Interpreting Fraud Results

Learn how to interpret the fraud concerns highlighted in your flagged reservations.

If a reservation has been flagged for review, indicating some fraud concerns, it's important to check out the Fraud Detection section of the reservation. 

Fraud Detection Results:

To give you a complete picture of your guest, we indicate any finding that could suggest fraudulent activity. When examining Autohost's Fraud Detection, you might see one or a combination of these results:

__ online profiles were found

Using the phone number provided by the guest, we pulled up every/any associated online profiles. If this search pulled up zero accounts, it means we weren't able to explore the guest's digital footprint for the sake of verifying their identity.

Email is not deliverable

The email provided does not work, meaning the address cannot receive emails. This guest likely provided a bogus email. 

Domain is not registered

The guest provided an email domain (the web address that comes after the @ symbol) that does not exist.

Domain is high risk

Significant malicious activity was confirmed coming from the web domain associated with this guest. 

Domain is a free provider. __ online profiles were found. It was/was not involved in __ data breach(es)

This is a combination of different checks to determine: whether the guest is using a free provider (e.g. Gmail, Yahoo!, etc.), how many online profiles the guest has associated with the email provided and if there have been any data breaches.

Domain is a free provider: Each email domain has a different weight in terms of risk level. A free account (that can be opened by anyone) paired with no social profiles might be more suspicious. It could point to phishing/junk email.

Online profiles: The more online profiles attached to the guest, the lower the risk. It means we've been able to validate their ID through social verification. 

Data breach: This means the guest's online account has been hacked and their information has been posted online. Email and passwords may have been leaked, in which case the email has been compromised. Someone involved in malicious activity might have access to the guest's email or online accounts. This combined with a flagged (stolen) credit card might suggest fraudulent activity.

Domain is custom and was registered more than __ month(s) ago. __ online profiles were found. It was involved in at least a data breach

A custom domain is a unique branded label that identifies a website. While in most cases, these are attached to company employees, fraudsters can easily purchase domains to mask their identities. That's why the timeframe of the registration is relevant. If the domain was registered recently, there may be cause for concern. 

Domain is disposable

Some providers offer temporary email address that are available for a limited amount of time/number of uses. With a disposable domain, the guest is clearly trying to mask their identity. This is highly likely to be fraudulent activity.

Customer is using a datacenter ISP (Internet Service Provider)

A datacenter is a special facility that organizations use to house their critical applications and data. Datacenters are designed to support business applications and data-heavy activities. While this guest could be coming from a commercial location (rather than a home or office), these types of facilities provide users the ability to download massive amounts of information quickly. This could suggest high-tech fraud or a larger fraud operation.

If the reservation shows no other suspicions of fraud, it's likely harmless. Their VPN (virtual private network) might have been flagged because it's hosted in a datacenter ISP.

Customer is using a Web/HTTP/TOR proxy 

A proxy hides the user's IP address from the websites they visit, meaning the guest is trying to mask their origin and avoid tracing. While some users implement proxies for security reasons, fraud is commonly associated with proxy connections including: chargebacks, account fraud, spam and more.

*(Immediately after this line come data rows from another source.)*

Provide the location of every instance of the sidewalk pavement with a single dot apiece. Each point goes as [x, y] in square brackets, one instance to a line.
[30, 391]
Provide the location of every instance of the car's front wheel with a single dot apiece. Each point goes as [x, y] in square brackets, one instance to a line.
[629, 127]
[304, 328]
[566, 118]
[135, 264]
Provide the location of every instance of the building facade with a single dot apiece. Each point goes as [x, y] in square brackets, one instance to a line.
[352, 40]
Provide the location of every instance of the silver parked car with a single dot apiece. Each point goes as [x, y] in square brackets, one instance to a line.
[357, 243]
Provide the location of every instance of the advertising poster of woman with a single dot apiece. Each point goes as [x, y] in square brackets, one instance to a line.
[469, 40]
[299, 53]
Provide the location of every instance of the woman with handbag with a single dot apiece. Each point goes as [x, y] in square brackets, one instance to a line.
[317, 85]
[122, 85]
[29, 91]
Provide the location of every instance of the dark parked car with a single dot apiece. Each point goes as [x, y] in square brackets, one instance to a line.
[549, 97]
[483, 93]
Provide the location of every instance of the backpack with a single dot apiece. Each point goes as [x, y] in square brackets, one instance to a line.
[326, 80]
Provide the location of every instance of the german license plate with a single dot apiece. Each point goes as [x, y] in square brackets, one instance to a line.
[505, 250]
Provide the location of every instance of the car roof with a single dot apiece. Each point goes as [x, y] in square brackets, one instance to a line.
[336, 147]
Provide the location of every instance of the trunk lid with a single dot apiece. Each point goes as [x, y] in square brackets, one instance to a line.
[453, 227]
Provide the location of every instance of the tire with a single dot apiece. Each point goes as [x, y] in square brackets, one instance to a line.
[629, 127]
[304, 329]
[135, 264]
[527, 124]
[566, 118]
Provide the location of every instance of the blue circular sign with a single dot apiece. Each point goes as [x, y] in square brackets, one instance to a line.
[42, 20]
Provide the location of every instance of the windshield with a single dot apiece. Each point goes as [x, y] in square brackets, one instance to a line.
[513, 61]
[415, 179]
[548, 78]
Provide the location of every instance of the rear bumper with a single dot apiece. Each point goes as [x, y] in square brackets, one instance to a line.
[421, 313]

There are __ suspicious open ports on the IP address

If a guest is using their phone or laptop at home or at the office, these findings should never come up, unless they have malware. Most of the time it means the user has been infected with a virus, but it could also mean they're the source.

There are more than 2 different IP addresses detected using WebRTC

A normal device doesn’t have two IP addresses, unless connected to multiple networks. This shows the guest is using advanced tools, commonly associated with hacking. 

20 or more plugins installed in browser

Multiple plugins (browser extensions) might imply that malware exists. Even plugins that are not malicious can be dangerous, strictly because they have the ability to collect a lot of data about the user, posing threats to privacy.

Cookies are not enabled on user's side

This means the user is avoiding cookie tracking. Some people have these disabled out of privacy concerns, but some are doing so to hide malicious activity. In combination with other fraud concerns, this could be a red flag.

Timezone based on IP geolocation and user's device does not match 

The user's browser usually sends the corresponding timezone, unless the IP address is registered somewhere else. The guest might be using a VPN or Tor proxy, which could be legitimate and valid, but might also point to suspicious activity.